- 290 Okunma
- 0 Yorum
- 1 Beğeni
Yalnızlığın Ruhu
İçimdeki ölene kadar susma isteğini bastıracak hiçbir tarif yok gibi...Sustuğum herşey yalnızlığımı temsilen hücrelerim de gezinirken çığlıklarla boğustuğumu kimse görmedi yada görmek istemiyor . İnsanlar için derin acı yalnızca bir hastalık yada ölüm olarak görülüyor. Oysa ben hastalığı mükafat ölümü de en güzel kurtuluş olarak görüyorum bunu da bilmiyorlar.

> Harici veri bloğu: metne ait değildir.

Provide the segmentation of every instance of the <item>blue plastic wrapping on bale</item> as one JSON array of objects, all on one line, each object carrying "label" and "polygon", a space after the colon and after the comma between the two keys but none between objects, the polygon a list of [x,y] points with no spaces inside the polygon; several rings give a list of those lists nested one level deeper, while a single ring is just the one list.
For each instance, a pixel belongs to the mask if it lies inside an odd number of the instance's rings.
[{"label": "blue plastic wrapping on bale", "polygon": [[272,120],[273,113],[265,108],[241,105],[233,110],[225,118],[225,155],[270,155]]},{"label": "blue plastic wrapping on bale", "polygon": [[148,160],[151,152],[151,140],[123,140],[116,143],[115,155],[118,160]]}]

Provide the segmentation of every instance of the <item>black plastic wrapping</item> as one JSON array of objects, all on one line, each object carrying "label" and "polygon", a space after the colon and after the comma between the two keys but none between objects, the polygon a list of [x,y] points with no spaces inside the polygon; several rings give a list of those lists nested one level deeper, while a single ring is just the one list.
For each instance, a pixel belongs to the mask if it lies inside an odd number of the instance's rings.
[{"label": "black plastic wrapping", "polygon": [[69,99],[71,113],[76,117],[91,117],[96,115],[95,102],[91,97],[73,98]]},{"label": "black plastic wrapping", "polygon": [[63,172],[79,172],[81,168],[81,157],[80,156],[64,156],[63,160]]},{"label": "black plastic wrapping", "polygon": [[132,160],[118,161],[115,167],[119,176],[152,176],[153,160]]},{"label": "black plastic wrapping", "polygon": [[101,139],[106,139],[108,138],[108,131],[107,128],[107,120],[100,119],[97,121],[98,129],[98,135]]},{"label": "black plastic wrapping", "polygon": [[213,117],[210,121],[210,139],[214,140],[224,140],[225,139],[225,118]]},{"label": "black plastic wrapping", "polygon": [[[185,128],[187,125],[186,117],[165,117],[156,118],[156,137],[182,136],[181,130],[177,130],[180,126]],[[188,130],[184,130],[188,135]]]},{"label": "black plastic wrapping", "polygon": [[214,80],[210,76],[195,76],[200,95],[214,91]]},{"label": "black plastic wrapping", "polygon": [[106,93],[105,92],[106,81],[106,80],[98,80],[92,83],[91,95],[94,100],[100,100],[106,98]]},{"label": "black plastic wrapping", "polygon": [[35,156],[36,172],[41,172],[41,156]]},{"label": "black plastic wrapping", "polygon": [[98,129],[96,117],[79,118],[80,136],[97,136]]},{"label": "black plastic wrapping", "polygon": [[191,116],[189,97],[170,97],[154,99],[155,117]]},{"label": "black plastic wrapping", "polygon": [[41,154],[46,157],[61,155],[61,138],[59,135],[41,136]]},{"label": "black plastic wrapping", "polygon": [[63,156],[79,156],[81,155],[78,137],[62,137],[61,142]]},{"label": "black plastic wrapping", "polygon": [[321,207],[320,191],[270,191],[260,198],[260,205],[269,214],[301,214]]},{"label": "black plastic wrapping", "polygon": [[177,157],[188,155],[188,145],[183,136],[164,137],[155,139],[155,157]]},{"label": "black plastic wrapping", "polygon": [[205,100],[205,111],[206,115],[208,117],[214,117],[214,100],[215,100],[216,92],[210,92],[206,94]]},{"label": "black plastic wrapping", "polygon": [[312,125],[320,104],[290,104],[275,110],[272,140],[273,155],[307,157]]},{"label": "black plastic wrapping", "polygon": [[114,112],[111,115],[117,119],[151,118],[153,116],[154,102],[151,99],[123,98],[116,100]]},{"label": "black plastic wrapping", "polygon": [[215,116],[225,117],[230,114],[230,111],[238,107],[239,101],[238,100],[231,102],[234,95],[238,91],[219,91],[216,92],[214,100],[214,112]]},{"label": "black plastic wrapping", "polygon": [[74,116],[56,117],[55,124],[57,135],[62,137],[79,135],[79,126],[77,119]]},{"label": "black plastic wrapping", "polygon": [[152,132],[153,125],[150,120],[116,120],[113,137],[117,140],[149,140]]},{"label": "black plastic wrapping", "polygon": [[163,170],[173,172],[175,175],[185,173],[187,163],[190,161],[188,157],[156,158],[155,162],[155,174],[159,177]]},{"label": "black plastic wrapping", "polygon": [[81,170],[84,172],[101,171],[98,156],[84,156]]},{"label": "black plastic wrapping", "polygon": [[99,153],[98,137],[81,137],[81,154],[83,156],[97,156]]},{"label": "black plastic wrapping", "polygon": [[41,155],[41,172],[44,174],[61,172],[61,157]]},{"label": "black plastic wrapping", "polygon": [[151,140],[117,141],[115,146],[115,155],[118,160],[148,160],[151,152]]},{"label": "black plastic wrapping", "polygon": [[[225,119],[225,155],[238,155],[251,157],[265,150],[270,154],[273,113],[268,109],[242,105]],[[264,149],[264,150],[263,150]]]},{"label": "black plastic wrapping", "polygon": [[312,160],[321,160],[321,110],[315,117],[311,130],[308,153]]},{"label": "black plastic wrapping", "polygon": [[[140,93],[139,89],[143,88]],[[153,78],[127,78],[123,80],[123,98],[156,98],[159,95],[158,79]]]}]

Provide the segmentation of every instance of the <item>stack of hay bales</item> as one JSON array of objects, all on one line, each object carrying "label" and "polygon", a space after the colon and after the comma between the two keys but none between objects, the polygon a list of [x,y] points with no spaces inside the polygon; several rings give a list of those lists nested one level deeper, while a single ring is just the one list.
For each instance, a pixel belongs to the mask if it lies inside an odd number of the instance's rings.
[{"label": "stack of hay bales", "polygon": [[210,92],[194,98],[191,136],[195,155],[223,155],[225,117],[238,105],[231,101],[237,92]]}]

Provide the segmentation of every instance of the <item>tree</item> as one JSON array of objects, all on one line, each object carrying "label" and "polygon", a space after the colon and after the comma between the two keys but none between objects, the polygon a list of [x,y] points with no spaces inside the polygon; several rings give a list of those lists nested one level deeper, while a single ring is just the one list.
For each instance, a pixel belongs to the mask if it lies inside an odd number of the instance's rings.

Fakat bilmemeleri anlamamaları kadar koymadı hiçbir zaman... İçimizdeki yalnızlıkta böyle büyümüyor muydu! Zifiri karanlık bir oda insan topluluğundan çok keyif veriyorsa bir beşere , bu o şahsiyetin yarım kalmışlığını mı gösterir , ruhani sorunlarını mı? Genelde psikolojisi bozuk muamelesi görsekte ben yarım bırakıldım. Her zaman ilk tanı sorunlu olarak gösterilen ve çokça terkedilmiş insan parçası olarak derin yaralarımı sarmaya çalışırken; bozgun zihinlerle savaş halinde olan garip bir tohumum. Anlaşılmayı hakeden ve bekleyen yaralı bir ruhum. Bir asır geçsede bende ki senin görülmesini arzulayanım. Kalbinde hüzünle cebelleşen tekdüze bir yalnızım. Beni görmüyorsan bakmasını bilmiyorsundur , beni duymuyorsan gerçekten dinlemiyorsundur yada anlamaya çalışmak güç geliyordur. Lakin ben hamuşa lâl, mevlanaya şems, bedene kalp olmak isteyenim. Belki de benliğime karışmak yerine bana karışmayı denemelisindir.! Arzuladığın aynı şey ise harmanlanmak ümidiyle...
Sevgilerle Gecenin Hamuşu
YORUMLAR
Henüz yorum yapılmamış.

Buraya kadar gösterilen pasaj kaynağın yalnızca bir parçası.